I have attached my .xml file use this make changes to that as per you needs.
putsql.xml
input :-
name,adresse,zip 1,hi,8000InferAvroSchema configs:-
Convertcsvtoavro configs:-
csvtoavro.png
Output:-
{ "name" : 1, "adresse" : "hi", "zip" : 8000 }
Created on 10-04-2017 02:25 PM - edited 08-18-2019 12:21 AM
I've been hard-coding the replacement value property in REPLACE TEXT processor ( eg - "insert into table_name values (..)" ).
Is there a way to do it dynamically.? Can I use reg-ex.? I tried a couple if things. It did not work. Can you please tell me what Search Value is.?
Created on 10-04-2017 10:52 PM - edited 08-18-2019 12:21 AM
Hi @Shailesh Nookala, Keep Search Value config as is (?s)(^.*$)
ReplaceText Configs:-
We are preparing insert statement in this processor and change
Change ReplacementStrategy property to
AlwaysReplace
Use insert statement and give destination table name and use the extracted attributes to replace the contents of values dynamically.

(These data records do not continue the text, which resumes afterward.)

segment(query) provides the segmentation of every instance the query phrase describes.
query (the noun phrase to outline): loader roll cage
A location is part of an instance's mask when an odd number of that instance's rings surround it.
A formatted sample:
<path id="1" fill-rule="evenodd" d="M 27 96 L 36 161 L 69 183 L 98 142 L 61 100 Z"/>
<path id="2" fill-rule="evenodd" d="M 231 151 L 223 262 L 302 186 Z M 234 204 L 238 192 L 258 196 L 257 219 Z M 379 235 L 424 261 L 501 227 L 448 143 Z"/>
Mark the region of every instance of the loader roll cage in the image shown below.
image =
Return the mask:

change Replacement Value property to
insert into sqlserver_tablename (id,name,salary) values (${id},${name},${salary})
above statement will work dynamically with the attributes of the ff if we are having
id attribute value as 1 and
name as abc
salary as 1000
then this insert statement will be
insert into sqlserver_tablename (id,name,salary) values (1,abc,1000)
the same way this replace text processor prepares insert statements according to the attributes associated with the ff.
ReplaceText Configs:-
let me know if you still facing issues and please share more screenshots with configs and flow...!!!
Created 09-24-2017 04:16 PM
Hi.. Your understanding is right..I am trying to insert it into the table only. I just wanted to see what the output is at the end of the flow..That's why I added PUTFILE. I'll change it. Again thank you so much for replying. I'll make the changes and try again.